Re: Mike Richards "You can read all about FDR and how he told employers what they could pay and how those employers, in order to keep valued employees, had to resort to giving them company-paid health insurance." OK, but I think that was during WW II. And you're right, getting health care insurance through an employer was an unhappy accident.

I hope you're right about the "price gouging laws" because such would be necessary in an attempt at market health care.

GaryO
Virginia Beach, VA

My goodness . . . Another Right Winger demonstrating his panic and confusion, and lashing out with all kinds of bogus criticisms of the ACA.

Republicans in Congress had plenty of opportunity to help shape the ACA, but they absolutely refused to do so. Obama practically begged them to participate in making the law, but they snubbed him.
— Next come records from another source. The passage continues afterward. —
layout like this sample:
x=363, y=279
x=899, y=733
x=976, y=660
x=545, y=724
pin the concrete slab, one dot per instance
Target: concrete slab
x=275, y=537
"I want to consult closely with our Republican colleagues . . . What I want to do is to ask them to put their ideas on the table. . . . I want to come back and have a large meeting, Republicans and Democrats, to go through, systematically, all the best ideas that are out there and move it forward." – Barack Hussein Obama

Republican legislators were so irresponsible that they refused to help legislate THE MOST IMPORTANT LAW of the 21st century.

In retrospect, Republican Congressmen would not have had anything of value to offer anyway, so I guess it was better that they just lay down and went to sleep.
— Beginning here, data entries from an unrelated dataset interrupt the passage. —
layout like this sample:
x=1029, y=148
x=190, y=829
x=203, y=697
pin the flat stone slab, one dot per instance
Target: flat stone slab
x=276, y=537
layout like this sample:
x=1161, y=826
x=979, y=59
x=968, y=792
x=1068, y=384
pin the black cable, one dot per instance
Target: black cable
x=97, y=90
Republicans have proven that the best thing they can do for the nation . . . Is NOTHING at all.

That's pretty revealing, isn’t it?

GaryO
Virginia Beach, VA

"Tom Miller (the author of this bogus and misleading article) is a resident fellow at the American Enterprise Institute"

And the American Enterprise Institute is a Right Wing Pretend Think Tank funded by the Koch Brothers.

In other words, what we have here is an employee of the Koch brothers telling us EXACTLY what the Koch brothers wants us to hear.

This, of course, impresses the malleable minds of Right Wingers who are looking for any made-up reasons to reinforce their prejudices.

But I believe Mr Tom Miller is a little naive in assuming that discerning Americans would get too caught up in his rhetoric of false claims.

Ernest T. Bass
Bountiful, UT

The only way to fix it is to go with a single payer system.
Plus it's significantly better than the republican's desire for millions of uninsured.

Thid Barker
Victor, ID

How are you all going to spend the $2500 Obama promised his Obamacare would save the average family on healthcare insurance premiums each year?

Cap'n Parrotdead
Onalaska, WA

This same old lame rhetoric has gotten old.

a bit of reality
Shawnee Mission, KS

RE: Mike Richards "The lab charged $219 for the blood test. They accepted $37 from the insurance company as full payment. That means that the "market price" for that service was $37."

The market price is what the players in the market negotiate. If $37 was the market price, the original bill would have been for $37, because the lab would have known that if it charged more than the market price (e.g. $38), literally *nobody* would have gone there. The fact that the insurance company charged you nearly six times the rate they negotiated with the insurance company proves that the market forces that regulate, say, the prices and quantities produced of limes doesn't work for health services.